San Francisco has been built up by some significant districts that that have helped build the city up to be a vibrant place to both live and to visit. It is more bohemian than its relative next door neighbour Los Angeles, and conveniently less sprawled out. You can walk through the different districts with ease; from China Town to Little Italy and Haight-Ashbury.

China Town dominates much of the city, and is a good first stop. The gates are located by Union Square, a huge area surrounded by giant department stores, restaurants and looming sky scraper buildings. The first Chinese settlers arrived in 1848, and gold was discovered in 1849. Since then, this community has built itself up to become an entire town within a city and is now the largest Chinese Town outside Asia. Browse through the stalls and shops selling jade elephants, fans, umbrellas, strings of semi-precious stones and slippers. There are sushi restaurants and even a Chinese MacDonald’s, with Chinese menus, and signs. Your walk will bring you past the Old St. Mary's Church, which was set up in 1853 by Father Henry Ignatius Stark as a mission. The purpose was to teach the Chinese community about the Catholic faith and it’s a historical landmark to the city. The Far East Cafe sits right across the church and is a good to stop if you want to sample traditional Schezwan food that’s been going strong since 1920.

You know Little Italy as soon as you hit it because you start to see avenues of Italian restaurants and may notice the slightly seedy change in atmosphere. This could be because there are a line of strip joints taking over a whole street, but don’t let it put you off. Little Italy also has some old and established bookshops, in particular City Lights. The famous bookshop sits on the corner of Columbus Avenue and was the focal landmark in the city for Beatnik writers and poets, like Jack Kerouac, Allen Ginsberg and Lawrence Ferlinghetti, who still runs the shop today. It’s definitely worth checking out, because it represent s a core part of 60s San Francisco, particularly its poetry room upstairs.
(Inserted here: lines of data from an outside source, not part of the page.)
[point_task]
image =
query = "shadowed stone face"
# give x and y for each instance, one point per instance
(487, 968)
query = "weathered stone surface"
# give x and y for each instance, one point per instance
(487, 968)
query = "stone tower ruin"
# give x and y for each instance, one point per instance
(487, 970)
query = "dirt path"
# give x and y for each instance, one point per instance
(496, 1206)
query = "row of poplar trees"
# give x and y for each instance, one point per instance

A bus ride away is Haight Ashbury and since 1967 – the summer of love – it has earned itself a reputation as the hangout for hippies, bohemians and musicians. Janis Joplin and The Grateful Dead were just some of its famous inhabitants. Today it is a hub of punks, fashionistas and skaters, who all congregate around the bars near Golden Gate Park, and the vintage stores that line Haight Street. The shops are worth exploring because you can get your hands on anything from top hats to rodeo cowboy boots; Haight produces endless one-offs for the wardrobe.
Try The Wasteland and Aardvark for a great selection of vintage clothing. The district has some great places to eat; you’ll find Cuban, Chinese and Mexican on offer. Try Cha Cha Cha and sample the potent Sangria and strips of plantain served at the bar. It’s a popular choice for locals and gets full quickly, so try and get there before the office crowd descends on the area.

You can fly to San Francisco’s airport and get a shuttle bus to the city, where you’ll find hotels and hostels all over Union Square. For airline tickets look at Cheapflights.com, who pool together flights and deals from the internet. There is also the Caltrain, a reliable train service that rides through the city and its outskirts.